Finally, someone on a Board of Education had the gumption to say what we all know to be true: slang doesn't hurt.
Dr. Debra Robinson wanted to get people talking, and did she ever.
Robinson, a former Flint resident who is a school board member in Palm Beach County, Fla., has garnered a lot of attention with her suggestion that teenagers be allowed to continue to embrace street slang without being judged poorly by their elders or harangued to learn "standard English."
"There's nothing wrong with the way they're speaking," Robinson said. "Some of the best words I've gotten, I've gotten from teenagers. If you walk up to kids and say 'Speak the way I speak. This is the right way,' then, especially young people, they will rebel."
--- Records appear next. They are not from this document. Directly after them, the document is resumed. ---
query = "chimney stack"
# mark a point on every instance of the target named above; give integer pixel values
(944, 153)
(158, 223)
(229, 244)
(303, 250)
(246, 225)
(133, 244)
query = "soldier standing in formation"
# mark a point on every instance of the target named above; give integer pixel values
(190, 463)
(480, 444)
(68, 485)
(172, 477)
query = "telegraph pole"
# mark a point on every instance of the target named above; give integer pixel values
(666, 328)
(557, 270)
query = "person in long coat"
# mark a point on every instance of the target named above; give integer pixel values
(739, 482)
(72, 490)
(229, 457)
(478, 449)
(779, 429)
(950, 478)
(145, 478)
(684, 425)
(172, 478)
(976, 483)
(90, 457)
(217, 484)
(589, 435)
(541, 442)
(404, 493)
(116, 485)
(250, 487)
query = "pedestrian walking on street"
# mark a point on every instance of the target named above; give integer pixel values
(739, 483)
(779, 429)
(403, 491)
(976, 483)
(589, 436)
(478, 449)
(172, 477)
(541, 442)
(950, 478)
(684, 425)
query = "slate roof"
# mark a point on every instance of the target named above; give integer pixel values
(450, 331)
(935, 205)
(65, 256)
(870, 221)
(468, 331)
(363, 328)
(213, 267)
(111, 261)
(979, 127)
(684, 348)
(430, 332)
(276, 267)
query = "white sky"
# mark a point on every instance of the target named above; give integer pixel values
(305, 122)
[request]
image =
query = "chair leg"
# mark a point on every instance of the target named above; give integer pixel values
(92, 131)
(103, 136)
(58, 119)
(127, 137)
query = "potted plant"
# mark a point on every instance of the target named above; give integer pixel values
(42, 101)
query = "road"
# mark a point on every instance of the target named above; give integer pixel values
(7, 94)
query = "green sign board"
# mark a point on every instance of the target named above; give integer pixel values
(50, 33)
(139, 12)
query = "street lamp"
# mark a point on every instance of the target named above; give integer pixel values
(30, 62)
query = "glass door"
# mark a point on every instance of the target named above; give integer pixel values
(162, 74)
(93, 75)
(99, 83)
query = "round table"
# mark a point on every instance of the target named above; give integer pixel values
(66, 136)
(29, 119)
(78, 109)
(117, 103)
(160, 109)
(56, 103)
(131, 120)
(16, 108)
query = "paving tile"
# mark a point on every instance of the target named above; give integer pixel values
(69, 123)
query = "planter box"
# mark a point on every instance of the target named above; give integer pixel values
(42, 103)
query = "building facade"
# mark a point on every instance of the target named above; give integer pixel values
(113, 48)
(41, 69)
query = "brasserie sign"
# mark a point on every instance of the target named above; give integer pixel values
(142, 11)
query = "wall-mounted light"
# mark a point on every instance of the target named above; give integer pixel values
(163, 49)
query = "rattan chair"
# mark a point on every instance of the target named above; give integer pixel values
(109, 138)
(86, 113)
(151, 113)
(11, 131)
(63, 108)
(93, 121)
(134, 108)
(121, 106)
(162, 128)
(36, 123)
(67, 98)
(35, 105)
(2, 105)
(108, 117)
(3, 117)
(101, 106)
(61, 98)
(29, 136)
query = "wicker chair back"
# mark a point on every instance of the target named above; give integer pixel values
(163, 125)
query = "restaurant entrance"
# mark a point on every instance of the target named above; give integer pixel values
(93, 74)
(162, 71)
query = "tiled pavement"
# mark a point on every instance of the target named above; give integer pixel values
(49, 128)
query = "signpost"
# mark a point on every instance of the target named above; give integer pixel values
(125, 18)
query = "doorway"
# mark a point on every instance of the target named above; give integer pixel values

To paraphrase the movie Patton, a woman this eloquent deserves support.
There are people out there, of course, who just don't get language and insist that recognising that people don't all speak the same way might be the beginning of the end.
"That just smacks of finding an excuse for something that doesn't need to be defended. Learning (standard English) isn't a cop-out. ... it's just part of being an educated person, an avenue to self discovery."
One letter writer said Robinson's idea "is just another crude attempt to cover up the plague of Ebonics that has developed in poor communities across America."
A plague? Get a grip. Ebonics has been around for 100's of years.
1 comment:
oh my god you started a blog.
in other news, have i told you lately that you're my hero? and i'm really sorry if a horrible song is now gnawing away at your cerebral cortex. haha!